Background information
- Birth name: Sheryl Guidreau
- Born: March 15, 1945 (age 80) Grand Coteau, Louisiana
- Genres: Cajun music
- Occupation: Accordion player

= Sheryl Cormier =

American Cajun accordion player

Sheryl Cormier (born March 15, 1945) is an American Cajun accordion musician. She began playing the accordion when she was 7 years old. She is "one of the few women to establish herself in Cajun music" and is the first professional Cajun accordion female musician.

==Career==
Cormier was a hair stylist before she became a professional musician. She started her own group in 1990 which included her husband Russell singing and her son Russell Jr. playing the drums. The group recorded the album "Queen of Cajun Music" ("La Reine de Musique Cadjine"). She also led an all-female Cajun band. In 1992, she released her second album titled Sheryl Cormier and Cajun Sounds. Throughout the 1990s, Cormier performed in Europe. The Arcadian Museum named her a Living Legend in 2002, and that year it was reported that Cormier released 45 recordings and performed in every major Cajun music festival. Her band, The Cajun Sound, includes her husband and son among others. Cormier had a heart attack in 2004 that kept her from performing for close to a year. In 2005, Cormier and her husband traveled to England for a performance at the Gloucester International Music Festival and throughout Europe.

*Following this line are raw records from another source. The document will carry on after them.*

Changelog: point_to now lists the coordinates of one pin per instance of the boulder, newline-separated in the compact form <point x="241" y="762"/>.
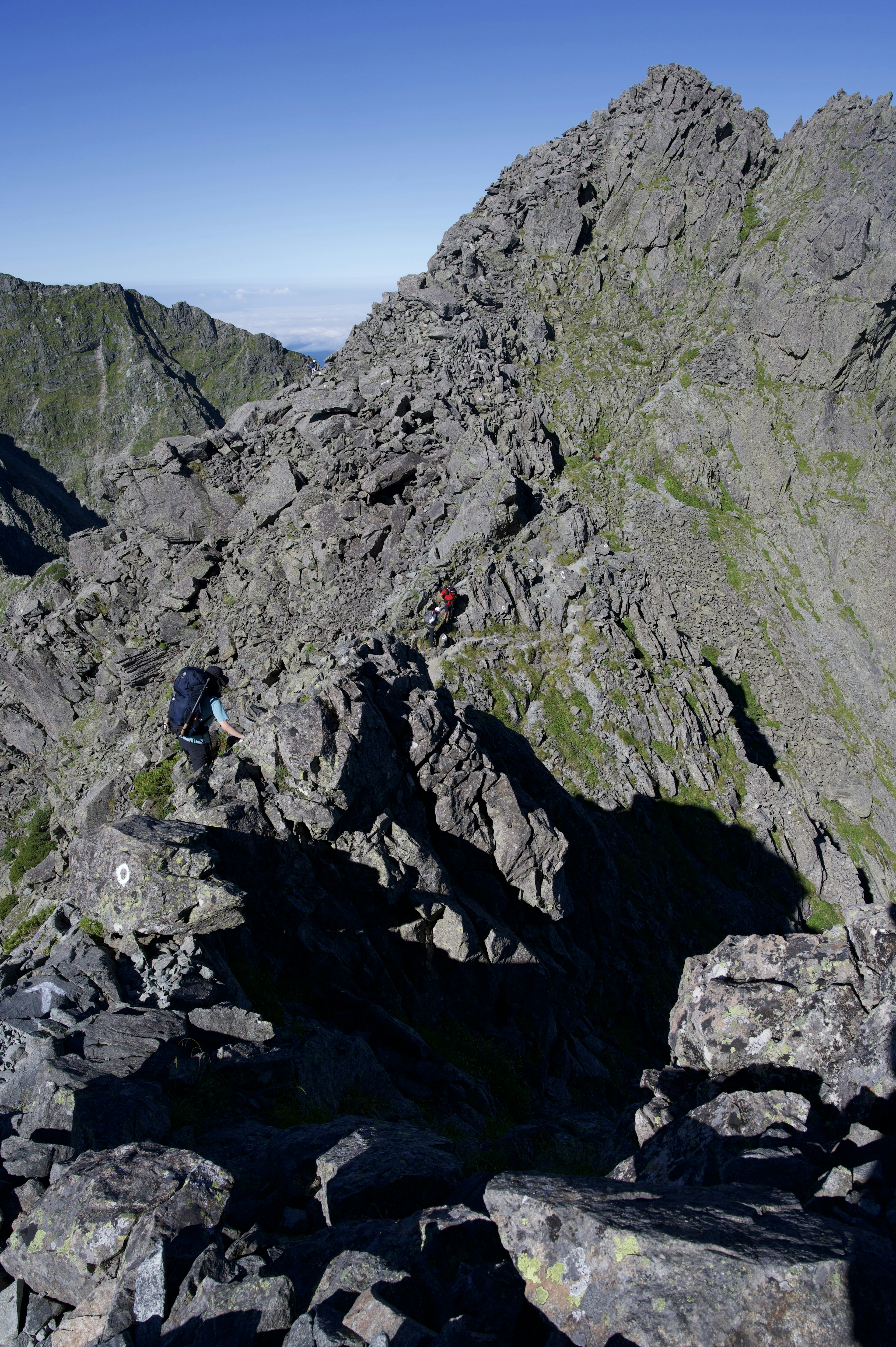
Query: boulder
<point x="126" y="1041"/>
<point x="391" y="475"/>
<point x="110" y="1203"/>
<point x="386" y="1170"/>
<point x="273" y="1167"/>
<point x="22" y="735"/>
<point x="151" y="876"/>
<point x="174" y="506"/>
<point x="40" y="692"/>
<point x="232" y="1023"/>
<point x="332" y="1067"/>
<point x="692" y="1267"/>
<point x="770" y="1001"/>
<point x="701" y="1147"/>
<point x="269" y="500"/>
<point x="231" y="1314"/>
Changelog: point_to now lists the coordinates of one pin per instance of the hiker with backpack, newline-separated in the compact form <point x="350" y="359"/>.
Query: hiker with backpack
<point x="432" y="623"/>
<point x="195" y="708"/>
<point x="448" y="596"/>
<point x="437" y="619"/>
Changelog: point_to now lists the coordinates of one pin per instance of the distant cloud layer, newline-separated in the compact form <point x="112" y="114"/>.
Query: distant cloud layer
<point x="316" y="321"/>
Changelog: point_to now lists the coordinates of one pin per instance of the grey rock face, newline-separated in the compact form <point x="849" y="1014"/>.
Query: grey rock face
<point x="234" y="1023"/>
<point x="151" y="876"/>
<point x="638" y="413"/>
<point x="387" y="1168"/>
<point x="689" y="1265"/>
<point x="106" y="1205"/>
<point x="760" y="1001"/>
<point x="739" y="1137"/>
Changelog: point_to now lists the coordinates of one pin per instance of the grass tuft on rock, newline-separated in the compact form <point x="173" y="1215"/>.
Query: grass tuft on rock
<point x="154" y="787"/>
<point x="30" y="851"/>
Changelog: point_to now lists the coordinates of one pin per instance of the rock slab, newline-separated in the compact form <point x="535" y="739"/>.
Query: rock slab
<point x="692" y="1267"/>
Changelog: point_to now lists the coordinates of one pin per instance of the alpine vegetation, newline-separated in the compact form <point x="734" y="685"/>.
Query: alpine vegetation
<point x="449" y="797"/>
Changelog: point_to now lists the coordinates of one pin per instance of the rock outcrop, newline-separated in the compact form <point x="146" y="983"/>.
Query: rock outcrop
<point x="429" y="918"/>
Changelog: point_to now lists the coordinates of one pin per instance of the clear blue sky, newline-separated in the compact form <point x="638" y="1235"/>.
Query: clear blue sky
<point x="211" y="147"/>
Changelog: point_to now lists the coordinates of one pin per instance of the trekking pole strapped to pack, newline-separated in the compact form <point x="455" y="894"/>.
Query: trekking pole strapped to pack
<point x="189" y="689"/>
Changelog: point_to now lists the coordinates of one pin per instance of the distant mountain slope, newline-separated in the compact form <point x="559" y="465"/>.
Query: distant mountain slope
<point x="90" y="371"/>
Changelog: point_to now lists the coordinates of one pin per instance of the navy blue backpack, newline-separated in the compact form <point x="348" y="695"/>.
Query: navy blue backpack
<point x="184" y="709"/>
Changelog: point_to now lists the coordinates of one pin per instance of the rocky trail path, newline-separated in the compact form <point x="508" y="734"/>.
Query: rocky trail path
<point x="534" y="989"/>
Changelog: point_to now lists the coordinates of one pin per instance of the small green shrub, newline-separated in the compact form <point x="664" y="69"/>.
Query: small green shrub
<point x="155" y="787"/>
<point x="34" y="848"/>
<point x="748" y="220"/>
<point x="25" y="930"/>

Cormier is "one of the few women to establish herself in Cajun music" and she is the first professional female Cajun accordion musician. She has been named the Cajun Queen in the United States and Europe. In 1988, she was voted as Female Vocalist of the Year by The Times of Acadiana and she was given the title of Best Contemporary Artist. Her song "Mon Coeur et Mon Armour" won Best Song at the Cajun French Music Awards in 1989 and her band won Best Upcoming Band. Cormier was nominated for a Grammy Award in 1993. In 1997, she was placed in the Cajun Music Hall of Fame.

==Personal life==
Cormier was born as Sheryl Guidreau on March 15, 1945, in Grand Coteau, Louisiana. She started playing music when she was 7 years old after taking her father's accordion. Cormier said, "I wanted to play his forbidden musical instrument. For a farmer, the accordion was a prized and costly possession, and the children weren't allowed to touch it. I quickly taught myself to play the Cajun music that I often heard my father and his band play." When she was a teenager, she played the accordion in a group that was led by her parents.